19 Entsprechend geht auch der Bayerische Verwaltungsgerichtshof davon aus, dass ein rechtsgeschäftlich vereinbartes Klagerücknahmeversprechen, ebenso wie ein rechtsgeschäftlich vereinbarter Verzicht auf Rechtsschutz, statthaft ist (BayVGH, U.v. 22.4.2008 - 1 B 04.3320 - juris Rn. 31). Auch im Verwaltungsprozess ist - neben einem dem Gericht oder dem Gegner gegenüber durch Prozesshandlung erklärten Klage- bzw. Rechtsmittelverzicht - ein rechtsgeschäftlich vereinbarter Verzicht zulässig. Dieser ist - wie ein dem Gegner gegenüber durch Prozesshandlung erklärter Verzicht - auf dessen Einrede hin zu berücksichtigten (vgl. BayVGH, U.v. 22.4.2008 a.a.O. m.w.N.). Entsprechendes gilt nach dieser Rechtsprechung für ein Klagerücknahmeversprechen, das, wenn die Klage abredewidrig aufrechterhalten wird, auf Einrede des Gegners zur Abweisung der Klage als unzulässig führt (BayVGH, U.v. 22.4.2008 a.a.O. m.w.N.). Dass die Zulässigkeit der Klage oder eines Rechtsmittels in diesen Fällen von einer nicht von Amts wegen, sondern nur auf Einrede hin zu berücksichtigenden Voraussetzung abhängt, steht dem nicht entgegen. Diese Konstellation ist im Verwaltungsprozess zwar nicht die Regel; sie ist ihm aber nicht völlig fremd (BayVGH, U.v. 22.4.2008 a.a.O. m.w.N.).

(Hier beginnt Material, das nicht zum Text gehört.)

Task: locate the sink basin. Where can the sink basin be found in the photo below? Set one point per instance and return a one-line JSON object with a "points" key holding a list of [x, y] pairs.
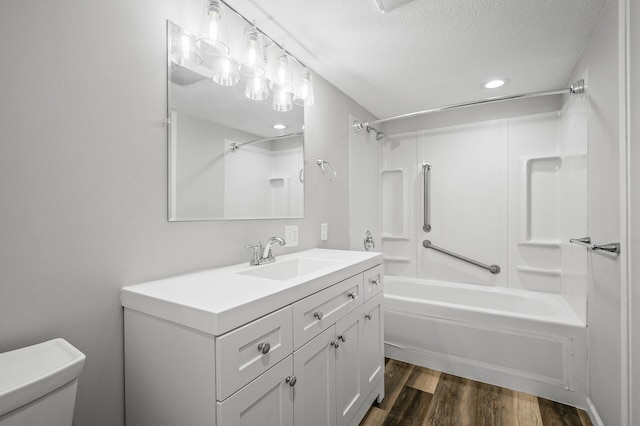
{"points": [[289, 269]]}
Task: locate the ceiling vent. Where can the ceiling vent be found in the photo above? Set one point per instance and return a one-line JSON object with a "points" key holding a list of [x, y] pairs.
{"points": [[388, 5]]}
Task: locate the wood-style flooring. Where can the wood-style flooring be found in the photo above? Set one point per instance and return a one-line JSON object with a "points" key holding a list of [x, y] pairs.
{"points": [[418, 396]]}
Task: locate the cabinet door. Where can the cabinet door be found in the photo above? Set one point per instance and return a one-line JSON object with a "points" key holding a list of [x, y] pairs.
{"points": [[268, 400], [349, 393], [246, 352], [372, 343], [315, 390]]}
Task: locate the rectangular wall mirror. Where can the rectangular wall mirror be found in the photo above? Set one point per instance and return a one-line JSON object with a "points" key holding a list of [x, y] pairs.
{"points": [[230, 157]]}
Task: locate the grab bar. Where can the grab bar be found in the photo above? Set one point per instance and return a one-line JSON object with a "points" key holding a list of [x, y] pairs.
{"points": [[586, 241], [494, 269], [426, 183]]}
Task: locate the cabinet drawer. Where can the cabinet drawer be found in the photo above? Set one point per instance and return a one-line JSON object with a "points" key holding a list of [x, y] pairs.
{"points": [[245, 353], [268, 400], [319, 311], [372, 282]]}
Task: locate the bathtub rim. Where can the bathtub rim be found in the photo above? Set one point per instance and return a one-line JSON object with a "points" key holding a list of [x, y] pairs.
{"points": [[565, 317]]}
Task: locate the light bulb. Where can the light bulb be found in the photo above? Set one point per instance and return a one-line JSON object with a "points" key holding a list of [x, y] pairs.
{"points": [[304, 92], [252, 57], [282, 75], [257, 88], [225, 72], [282, 98], [212, 30]]}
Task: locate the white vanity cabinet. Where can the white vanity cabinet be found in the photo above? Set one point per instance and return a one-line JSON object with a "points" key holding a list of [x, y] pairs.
{"points": [[317, 359]]}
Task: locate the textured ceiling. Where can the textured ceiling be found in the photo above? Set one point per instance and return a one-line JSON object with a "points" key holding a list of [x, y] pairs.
{"points": [[426, 53]]}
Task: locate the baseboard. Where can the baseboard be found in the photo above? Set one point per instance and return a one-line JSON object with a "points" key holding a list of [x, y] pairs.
{"points": [[593, 413]]}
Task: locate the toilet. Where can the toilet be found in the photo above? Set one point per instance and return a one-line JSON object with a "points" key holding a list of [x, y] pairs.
{"points": [[38, 384]]}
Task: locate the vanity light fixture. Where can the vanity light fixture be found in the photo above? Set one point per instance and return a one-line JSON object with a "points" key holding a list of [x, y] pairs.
{"points": [[282, 98], [225, 71], [494, 84], [304, 92], [265, 73], [252, 58], [213, 32], [257, 88]]}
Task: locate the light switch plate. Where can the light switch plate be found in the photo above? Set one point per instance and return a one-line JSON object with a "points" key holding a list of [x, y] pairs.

20 Entsprechendes gilt nach Ansicht des Senats für das im Prozessvergleich vom 9. April 2014 vor dem Amtsgericht Bamberg unter Nr. 3 abgegebene "Widerspruchsrücknahmeverspechen". Insoweit macht es keinen Unterschied, in welchem Stadium des Rechtsbehelfsverfahrens - noch im Stadium des Widerspruchs oder bereits im Stadium des Klageverfahrens - eine entsprechende Zusage zur Rücknahme des Rechtsbehelfs erfolgt, zumal dem Rechtsbehelfsführer in beiden hinsichtlich der Aufrechterhaltung seines Rechtsbehelf eine weitgehende Dispositionsbefugnis zukommt.